Cette fois, le calme imposé d’Annette se vit soumis à une difficile épreuve. De tous les feuillets de la nouvelle liasse, des voix se faisaient entendre, bien autrement intimes et sûres de leur pouvoir que celle de la pauvre madame Rivière: elles affirmaient sur Raoul leurs droits de propriété. Annette en fut révoltée. Son premier mouvement fut de froisser dans sa main les lettres qu’elle tenait, et de les jeter au feu.—Mais elle les en retira.

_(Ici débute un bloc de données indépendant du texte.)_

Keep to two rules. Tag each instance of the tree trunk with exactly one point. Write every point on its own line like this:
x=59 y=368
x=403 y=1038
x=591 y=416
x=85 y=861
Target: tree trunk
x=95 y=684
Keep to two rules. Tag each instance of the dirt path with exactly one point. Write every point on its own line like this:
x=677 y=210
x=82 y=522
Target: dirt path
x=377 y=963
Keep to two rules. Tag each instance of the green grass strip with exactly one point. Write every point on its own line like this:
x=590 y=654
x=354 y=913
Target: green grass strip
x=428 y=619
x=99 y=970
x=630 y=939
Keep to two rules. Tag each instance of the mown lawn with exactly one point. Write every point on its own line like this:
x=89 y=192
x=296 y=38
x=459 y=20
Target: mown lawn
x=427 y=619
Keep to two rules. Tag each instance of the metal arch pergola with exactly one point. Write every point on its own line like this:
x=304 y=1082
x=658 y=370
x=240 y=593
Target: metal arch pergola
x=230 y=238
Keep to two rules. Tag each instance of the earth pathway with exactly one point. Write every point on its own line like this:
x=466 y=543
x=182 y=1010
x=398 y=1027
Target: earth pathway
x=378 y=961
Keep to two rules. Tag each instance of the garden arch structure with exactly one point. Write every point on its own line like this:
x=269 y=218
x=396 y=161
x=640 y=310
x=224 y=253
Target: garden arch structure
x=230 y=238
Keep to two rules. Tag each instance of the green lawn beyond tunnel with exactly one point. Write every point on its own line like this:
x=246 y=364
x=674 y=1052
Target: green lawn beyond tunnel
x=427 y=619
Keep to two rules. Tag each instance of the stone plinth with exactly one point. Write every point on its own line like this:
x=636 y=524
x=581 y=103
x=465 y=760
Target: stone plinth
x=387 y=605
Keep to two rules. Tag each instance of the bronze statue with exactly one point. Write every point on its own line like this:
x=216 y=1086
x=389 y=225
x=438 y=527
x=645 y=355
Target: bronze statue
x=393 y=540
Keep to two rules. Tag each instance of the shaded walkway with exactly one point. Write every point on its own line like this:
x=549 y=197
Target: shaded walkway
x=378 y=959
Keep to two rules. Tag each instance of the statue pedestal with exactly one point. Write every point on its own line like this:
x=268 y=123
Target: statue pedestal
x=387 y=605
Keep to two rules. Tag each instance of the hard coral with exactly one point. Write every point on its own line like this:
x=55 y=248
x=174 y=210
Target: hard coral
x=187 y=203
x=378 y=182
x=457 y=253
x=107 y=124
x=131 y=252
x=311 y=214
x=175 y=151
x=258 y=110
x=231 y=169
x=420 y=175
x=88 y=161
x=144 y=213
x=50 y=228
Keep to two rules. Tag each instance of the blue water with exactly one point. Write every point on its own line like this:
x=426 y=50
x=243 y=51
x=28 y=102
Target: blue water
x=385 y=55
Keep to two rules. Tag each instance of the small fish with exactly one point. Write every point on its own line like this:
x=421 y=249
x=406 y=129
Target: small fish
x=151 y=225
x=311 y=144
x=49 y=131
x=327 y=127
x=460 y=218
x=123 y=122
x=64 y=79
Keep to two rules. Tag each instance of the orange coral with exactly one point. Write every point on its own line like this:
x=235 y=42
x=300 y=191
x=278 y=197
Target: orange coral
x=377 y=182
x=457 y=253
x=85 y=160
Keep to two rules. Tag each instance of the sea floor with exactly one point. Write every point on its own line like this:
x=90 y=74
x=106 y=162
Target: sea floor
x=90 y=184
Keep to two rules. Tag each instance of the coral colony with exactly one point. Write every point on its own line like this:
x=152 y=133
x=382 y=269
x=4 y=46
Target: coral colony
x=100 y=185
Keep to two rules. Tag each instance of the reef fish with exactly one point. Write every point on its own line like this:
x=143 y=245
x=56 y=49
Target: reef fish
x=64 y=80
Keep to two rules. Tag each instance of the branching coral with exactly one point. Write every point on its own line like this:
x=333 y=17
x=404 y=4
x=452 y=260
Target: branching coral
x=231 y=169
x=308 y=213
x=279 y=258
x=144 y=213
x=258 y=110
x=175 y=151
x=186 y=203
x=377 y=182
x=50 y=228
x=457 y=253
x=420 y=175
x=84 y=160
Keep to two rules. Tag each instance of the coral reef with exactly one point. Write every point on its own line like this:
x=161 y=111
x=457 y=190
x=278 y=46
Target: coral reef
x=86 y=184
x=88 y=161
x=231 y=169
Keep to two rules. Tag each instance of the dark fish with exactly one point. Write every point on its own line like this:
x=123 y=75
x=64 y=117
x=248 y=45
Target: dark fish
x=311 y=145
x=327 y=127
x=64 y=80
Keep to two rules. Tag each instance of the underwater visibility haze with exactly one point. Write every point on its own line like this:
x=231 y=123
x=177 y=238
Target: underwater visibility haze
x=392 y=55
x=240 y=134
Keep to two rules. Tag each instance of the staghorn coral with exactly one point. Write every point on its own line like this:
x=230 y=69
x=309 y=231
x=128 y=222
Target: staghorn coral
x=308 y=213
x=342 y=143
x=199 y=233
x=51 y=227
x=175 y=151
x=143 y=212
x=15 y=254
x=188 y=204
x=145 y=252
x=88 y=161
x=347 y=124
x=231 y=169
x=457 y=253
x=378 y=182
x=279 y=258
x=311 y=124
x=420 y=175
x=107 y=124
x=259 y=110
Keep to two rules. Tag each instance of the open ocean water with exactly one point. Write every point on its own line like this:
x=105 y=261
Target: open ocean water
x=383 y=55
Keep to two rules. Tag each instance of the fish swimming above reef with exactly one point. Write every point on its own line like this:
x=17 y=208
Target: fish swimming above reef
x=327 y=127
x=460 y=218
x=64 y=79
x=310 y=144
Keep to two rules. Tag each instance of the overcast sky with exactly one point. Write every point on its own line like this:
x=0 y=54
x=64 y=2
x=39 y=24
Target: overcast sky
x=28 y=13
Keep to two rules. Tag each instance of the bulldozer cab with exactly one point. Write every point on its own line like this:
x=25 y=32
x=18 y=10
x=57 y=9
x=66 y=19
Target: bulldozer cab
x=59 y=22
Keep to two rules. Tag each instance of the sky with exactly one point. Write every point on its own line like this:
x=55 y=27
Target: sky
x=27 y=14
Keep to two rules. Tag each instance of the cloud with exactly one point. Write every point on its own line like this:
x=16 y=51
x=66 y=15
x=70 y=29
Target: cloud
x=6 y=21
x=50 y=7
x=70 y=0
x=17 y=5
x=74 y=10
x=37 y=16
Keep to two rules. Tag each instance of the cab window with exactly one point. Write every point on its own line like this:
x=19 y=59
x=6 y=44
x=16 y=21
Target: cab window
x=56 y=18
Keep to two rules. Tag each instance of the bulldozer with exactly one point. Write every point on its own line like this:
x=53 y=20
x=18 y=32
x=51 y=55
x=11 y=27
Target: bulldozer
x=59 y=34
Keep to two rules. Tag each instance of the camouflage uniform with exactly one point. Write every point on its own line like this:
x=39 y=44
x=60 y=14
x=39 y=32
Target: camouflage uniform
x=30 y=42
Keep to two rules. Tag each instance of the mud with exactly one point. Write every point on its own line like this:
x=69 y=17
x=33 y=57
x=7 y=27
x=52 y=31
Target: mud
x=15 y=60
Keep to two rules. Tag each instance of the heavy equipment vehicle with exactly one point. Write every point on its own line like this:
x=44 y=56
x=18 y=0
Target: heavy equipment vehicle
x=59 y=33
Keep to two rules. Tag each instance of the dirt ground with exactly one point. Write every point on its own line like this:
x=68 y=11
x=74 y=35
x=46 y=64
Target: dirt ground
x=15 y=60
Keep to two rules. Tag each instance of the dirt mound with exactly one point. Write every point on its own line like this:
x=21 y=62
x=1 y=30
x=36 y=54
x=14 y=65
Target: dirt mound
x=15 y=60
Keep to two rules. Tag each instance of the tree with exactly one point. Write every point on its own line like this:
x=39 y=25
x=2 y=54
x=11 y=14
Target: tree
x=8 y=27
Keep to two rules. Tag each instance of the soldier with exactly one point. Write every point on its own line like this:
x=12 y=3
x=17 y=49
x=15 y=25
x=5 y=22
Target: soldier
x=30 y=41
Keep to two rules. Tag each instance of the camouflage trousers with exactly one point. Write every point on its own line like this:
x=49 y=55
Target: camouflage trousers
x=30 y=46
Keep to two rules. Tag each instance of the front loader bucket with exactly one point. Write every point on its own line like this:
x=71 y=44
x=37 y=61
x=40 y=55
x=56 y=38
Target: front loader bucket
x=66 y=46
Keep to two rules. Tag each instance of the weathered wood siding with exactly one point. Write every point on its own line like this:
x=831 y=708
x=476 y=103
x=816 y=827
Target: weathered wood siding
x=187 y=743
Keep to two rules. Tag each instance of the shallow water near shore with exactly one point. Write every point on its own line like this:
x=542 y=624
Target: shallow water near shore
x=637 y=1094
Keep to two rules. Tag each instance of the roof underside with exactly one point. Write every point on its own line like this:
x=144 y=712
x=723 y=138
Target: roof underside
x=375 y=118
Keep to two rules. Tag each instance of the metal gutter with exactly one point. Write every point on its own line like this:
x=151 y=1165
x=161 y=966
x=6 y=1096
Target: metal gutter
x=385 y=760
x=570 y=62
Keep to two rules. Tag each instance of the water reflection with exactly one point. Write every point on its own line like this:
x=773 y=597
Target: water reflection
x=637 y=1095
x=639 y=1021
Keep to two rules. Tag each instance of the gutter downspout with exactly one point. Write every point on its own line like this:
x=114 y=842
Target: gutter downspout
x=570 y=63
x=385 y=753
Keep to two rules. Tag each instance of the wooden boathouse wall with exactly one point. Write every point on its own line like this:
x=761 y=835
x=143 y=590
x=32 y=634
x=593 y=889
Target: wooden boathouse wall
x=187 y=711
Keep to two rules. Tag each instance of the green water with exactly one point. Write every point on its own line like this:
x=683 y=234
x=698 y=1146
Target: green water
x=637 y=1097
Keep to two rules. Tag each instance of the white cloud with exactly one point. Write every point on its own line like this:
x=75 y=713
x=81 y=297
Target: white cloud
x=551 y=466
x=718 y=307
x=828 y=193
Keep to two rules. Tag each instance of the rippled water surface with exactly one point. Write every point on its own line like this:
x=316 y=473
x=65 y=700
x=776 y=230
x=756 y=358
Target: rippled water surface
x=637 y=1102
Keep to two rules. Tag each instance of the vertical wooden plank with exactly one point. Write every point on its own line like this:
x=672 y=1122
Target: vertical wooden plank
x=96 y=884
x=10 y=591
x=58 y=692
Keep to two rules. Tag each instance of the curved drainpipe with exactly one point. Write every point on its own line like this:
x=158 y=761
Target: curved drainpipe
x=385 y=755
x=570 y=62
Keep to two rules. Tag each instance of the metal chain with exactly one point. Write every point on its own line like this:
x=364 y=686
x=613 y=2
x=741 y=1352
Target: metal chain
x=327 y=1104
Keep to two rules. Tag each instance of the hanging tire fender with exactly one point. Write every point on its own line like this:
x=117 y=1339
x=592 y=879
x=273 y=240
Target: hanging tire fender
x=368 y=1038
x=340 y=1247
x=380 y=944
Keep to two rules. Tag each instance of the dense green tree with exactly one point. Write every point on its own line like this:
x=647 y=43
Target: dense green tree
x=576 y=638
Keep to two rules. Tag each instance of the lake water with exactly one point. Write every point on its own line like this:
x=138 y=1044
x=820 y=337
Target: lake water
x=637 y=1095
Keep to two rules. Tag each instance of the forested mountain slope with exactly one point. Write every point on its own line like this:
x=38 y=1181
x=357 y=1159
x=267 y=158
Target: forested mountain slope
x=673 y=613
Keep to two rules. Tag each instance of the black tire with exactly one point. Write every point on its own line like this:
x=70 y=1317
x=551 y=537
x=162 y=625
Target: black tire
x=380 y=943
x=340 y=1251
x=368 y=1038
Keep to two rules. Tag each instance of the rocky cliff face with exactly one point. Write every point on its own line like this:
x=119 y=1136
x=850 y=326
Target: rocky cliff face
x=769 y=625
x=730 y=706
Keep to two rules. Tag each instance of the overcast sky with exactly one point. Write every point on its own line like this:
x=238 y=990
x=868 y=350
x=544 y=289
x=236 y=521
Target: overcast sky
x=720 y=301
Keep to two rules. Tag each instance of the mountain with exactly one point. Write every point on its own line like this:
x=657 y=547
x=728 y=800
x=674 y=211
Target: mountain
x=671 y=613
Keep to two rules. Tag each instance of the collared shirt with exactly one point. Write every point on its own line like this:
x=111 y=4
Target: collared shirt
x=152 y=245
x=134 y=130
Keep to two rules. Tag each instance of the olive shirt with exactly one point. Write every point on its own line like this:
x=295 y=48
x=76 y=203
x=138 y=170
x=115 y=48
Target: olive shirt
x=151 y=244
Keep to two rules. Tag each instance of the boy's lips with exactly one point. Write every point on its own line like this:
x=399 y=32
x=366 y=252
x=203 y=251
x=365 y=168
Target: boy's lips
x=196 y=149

Elle regardait, hésitante, les feuilles déjà mordues par la flamme, qu’elle venait de reprendre. Certes, si elle avait de bonnes raisons, tout à l’heure, pour ne pas vouloir s’introduire dans les querelles passées entre ses parents, elle en avait encore de meilleures pour vouloir ignorer les liaisons de son père. Mais ces raisons ne comptaient pour rien, maintenant. Elle se sentait personnellement atteinte. Elle n’eût pas su dire comment, à quel titre, pourquoi. Immobile, penchée, fronçant le bout de son nez, avançant son museau, avec une moue de dépit, comme une chatte irritée, elle frémissait du désir de relancer au feu les insolents papiers, qu’elle serrait dans son poing. Mais, ses doigts se desserrant, elle ne résista pas à l’envie d’y jeter un regard. Et, brusquement décidée, elle rouvrit la main, redéplia les lettres, effaçant soigneusement du doigt les froissures qu’elle avait faites... Et elle lut,—elle lut tout.